To solve the problem of finding the range of a ball projected to attain maximum range given the height \( H \), we can follow these steps: ### Step 1: Understand the relationship between range and height When a projectile is launched at an angle of \( 45^\circ \), it achieves the maximum range.

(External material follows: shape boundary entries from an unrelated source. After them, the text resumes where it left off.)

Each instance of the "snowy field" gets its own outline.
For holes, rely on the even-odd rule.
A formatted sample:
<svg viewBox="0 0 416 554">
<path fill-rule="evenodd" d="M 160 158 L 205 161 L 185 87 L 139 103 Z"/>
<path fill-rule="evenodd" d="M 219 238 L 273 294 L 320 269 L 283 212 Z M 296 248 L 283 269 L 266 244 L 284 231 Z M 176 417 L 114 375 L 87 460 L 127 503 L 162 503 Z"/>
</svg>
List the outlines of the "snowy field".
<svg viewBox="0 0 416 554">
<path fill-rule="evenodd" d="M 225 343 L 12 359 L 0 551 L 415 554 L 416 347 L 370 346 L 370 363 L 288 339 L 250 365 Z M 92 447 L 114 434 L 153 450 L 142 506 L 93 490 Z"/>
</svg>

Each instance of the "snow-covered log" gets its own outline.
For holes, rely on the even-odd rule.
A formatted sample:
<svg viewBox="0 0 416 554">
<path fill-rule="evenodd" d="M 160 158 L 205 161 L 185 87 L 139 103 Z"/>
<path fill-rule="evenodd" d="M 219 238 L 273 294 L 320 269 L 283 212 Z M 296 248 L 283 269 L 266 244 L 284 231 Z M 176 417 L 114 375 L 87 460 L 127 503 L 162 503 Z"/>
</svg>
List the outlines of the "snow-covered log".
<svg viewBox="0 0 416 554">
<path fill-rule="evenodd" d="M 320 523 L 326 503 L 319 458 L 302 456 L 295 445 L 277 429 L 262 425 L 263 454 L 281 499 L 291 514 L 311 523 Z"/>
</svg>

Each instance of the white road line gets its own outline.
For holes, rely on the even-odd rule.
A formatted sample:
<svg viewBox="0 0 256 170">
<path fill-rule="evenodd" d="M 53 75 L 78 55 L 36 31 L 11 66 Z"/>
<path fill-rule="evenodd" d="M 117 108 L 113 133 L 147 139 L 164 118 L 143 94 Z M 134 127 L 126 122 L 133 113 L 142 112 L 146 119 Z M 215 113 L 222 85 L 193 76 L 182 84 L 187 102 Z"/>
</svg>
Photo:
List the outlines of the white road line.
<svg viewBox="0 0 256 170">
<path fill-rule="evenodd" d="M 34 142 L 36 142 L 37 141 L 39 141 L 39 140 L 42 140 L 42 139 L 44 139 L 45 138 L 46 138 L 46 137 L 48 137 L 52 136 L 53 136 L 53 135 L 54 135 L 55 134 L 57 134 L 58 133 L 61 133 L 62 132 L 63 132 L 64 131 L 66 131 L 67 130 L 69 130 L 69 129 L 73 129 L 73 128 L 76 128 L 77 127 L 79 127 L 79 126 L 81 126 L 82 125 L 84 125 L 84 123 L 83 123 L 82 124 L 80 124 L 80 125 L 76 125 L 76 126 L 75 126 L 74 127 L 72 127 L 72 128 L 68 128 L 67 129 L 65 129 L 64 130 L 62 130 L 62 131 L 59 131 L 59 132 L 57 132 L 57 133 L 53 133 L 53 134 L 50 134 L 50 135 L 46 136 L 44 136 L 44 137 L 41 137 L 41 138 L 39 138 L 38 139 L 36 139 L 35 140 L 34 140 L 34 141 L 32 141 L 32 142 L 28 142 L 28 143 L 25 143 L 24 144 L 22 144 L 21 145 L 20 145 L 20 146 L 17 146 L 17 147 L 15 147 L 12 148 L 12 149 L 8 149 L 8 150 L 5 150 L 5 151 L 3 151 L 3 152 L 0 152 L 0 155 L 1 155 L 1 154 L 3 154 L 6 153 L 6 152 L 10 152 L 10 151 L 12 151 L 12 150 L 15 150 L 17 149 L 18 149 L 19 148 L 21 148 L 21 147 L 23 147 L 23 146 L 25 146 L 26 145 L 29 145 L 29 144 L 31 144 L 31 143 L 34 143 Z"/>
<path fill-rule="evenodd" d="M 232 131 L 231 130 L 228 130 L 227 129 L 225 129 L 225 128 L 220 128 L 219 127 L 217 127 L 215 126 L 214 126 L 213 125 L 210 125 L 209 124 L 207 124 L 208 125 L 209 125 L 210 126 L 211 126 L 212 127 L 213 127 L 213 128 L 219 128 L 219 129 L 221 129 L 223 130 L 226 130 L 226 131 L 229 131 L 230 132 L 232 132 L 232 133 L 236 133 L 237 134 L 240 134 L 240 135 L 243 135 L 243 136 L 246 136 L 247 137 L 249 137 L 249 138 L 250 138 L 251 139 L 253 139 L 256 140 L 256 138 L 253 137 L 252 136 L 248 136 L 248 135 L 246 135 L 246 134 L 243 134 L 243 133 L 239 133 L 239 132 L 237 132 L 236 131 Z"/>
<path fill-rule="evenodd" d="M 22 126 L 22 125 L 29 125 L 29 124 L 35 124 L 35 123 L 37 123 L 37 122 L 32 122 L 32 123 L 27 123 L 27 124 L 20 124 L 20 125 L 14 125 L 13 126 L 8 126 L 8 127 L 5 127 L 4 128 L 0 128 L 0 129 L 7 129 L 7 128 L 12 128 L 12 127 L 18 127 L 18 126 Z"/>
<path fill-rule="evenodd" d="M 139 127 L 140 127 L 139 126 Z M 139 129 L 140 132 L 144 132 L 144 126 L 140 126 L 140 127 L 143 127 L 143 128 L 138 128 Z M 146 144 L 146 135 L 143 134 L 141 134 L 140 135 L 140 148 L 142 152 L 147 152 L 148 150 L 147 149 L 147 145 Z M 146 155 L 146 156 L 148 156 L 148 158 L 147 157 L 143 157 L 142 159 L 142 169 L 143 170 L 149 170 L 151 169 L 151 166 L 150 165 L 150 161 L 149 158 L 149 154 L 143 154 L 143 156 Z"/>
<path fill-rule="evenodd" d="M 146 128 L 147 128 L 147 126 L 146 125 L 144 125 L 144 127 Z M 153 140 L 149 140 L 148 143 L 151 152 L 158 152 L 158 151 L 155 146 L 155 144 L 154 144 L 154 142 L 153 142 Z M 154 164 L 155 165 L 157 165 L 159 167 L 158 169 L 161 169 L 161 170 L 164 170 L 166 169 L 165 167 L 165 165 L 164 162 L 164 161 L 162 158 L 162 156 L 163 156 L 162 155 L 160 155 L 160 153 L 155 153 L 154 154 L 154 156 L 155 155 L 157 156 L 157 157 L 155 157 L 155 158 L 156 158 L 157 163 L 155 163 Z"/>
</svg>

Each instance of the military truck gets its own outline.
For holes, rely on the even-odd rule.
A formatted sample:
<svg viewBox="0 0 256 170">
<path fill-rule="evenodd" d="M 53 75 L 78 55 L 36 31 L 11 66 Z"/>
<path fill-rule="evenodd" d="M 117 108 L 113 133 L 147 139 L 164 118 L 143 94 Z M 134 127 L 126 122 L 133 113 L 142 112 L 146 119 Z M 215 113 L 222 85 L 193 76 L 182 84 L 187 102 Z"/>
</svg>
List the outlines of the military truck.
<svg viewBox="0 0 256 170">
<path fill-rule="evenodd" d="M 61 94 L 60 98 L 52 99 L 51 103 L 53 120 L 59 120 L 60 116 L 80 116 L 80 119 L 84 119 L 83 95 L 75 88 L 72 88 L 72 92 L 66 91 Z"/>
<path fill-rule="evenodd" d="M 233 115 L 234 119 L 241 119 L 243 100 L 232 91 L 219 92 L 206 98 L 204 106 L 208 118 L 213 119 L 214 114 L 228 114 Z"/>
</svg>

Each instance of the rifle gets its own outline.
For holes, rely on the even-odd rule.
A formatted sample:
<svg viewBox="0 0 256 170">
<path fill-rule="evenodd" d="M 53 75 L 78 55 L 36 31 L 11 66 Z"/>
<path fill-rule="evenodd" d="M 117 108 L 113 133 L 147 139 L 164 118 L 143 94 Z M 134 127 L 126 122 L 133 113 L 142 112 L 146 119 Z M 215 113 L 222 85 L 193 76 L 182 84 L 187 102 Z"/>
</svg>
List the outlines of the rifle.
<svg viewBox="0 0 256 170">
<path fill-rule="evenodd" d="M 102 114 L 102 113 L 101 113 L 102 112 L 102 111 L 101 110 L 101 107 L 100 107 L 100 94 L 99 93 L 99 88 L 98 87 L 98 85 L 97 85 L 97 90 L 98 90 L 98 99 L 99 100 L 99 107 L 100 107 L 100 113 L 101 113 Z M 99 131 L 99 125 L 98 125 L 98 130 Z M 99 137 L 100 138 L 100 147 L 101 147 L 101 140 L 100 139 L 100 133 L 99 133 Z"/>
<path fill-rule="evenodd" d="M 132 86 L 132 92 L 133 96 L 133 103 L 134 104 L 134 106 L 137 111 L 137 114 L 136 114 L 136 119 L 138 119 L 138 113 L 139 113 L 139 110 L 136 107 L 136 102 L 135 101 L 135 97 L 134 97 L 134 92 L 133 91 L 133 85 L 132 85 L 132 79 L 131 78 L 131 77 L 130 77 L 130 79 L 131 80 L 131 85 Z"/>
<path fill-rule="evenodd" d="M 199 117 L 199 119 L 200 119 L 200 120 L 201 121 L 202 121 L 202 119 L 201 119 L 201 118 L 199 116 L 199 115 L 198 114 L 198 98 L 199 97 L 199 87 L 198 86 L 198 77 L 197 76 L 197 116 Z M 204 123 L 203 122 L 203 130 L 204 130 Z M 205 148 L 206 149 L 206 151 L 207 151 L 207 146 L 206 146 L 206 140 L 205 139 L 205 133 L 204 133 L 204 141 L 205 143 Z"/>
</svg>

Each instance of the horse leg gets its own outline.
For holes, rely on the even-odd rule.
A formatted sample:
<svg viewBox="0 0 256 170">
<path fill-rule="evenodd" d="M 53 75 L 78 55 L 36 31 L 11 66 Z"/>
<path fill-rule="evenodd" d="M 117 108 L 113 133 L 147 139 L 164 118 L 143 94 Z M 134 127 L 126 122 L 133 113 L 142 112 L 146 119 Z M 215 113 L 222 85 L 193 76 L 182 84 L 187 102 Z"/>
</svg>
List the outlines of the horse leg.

The range \( R \) can be expressed in terms of the initial velocity \( u \) and the angle of projection \( \theta \) as follows: \[ R = \frac{u^2 \sin(2\theta)}{g} \] For \( \theta = 45^\circ \), \( \sin(90^\circ) = 1 \), thus: \[ R_{\text{max}} = \frac{u^2}{g} \] ### Step 2: Calculate the maximum height The maximum height \( H \) attained by the projectile can be expressed as: \[ H = \frac{u^2 \sin^2(\theta)}{2g} \] Again, substituting \( \theta = 45^\circ \) where \( \sin(45^\circ) = \frac{1}{\sqrt{2}} \): \[ H = \frac{u^2 \left(\frac{1}{\sqrt{2}}\right)^2}{2g} = \frac{u^2 \cdot \frac{1}{2}}{2g} = \frac{u^2}{4g} \] ### Step 3: Relate range to height From the expression for height, we can express \( u^2 \) in terms of \( H \): \[ u^2 = 4gH \] ### Step 4: Substitute back into the range formula Now, substituting \( u^2 \) back into the range formula: \[ R_{\text{max}} = \frac{u^2}{g} = \frac{4gH}{g} = 4H \] ### Conclusion Thus, the range \( R \) of the ball projected to attain maximum range when the height attained is \( H \) is: \[ R = 4H \]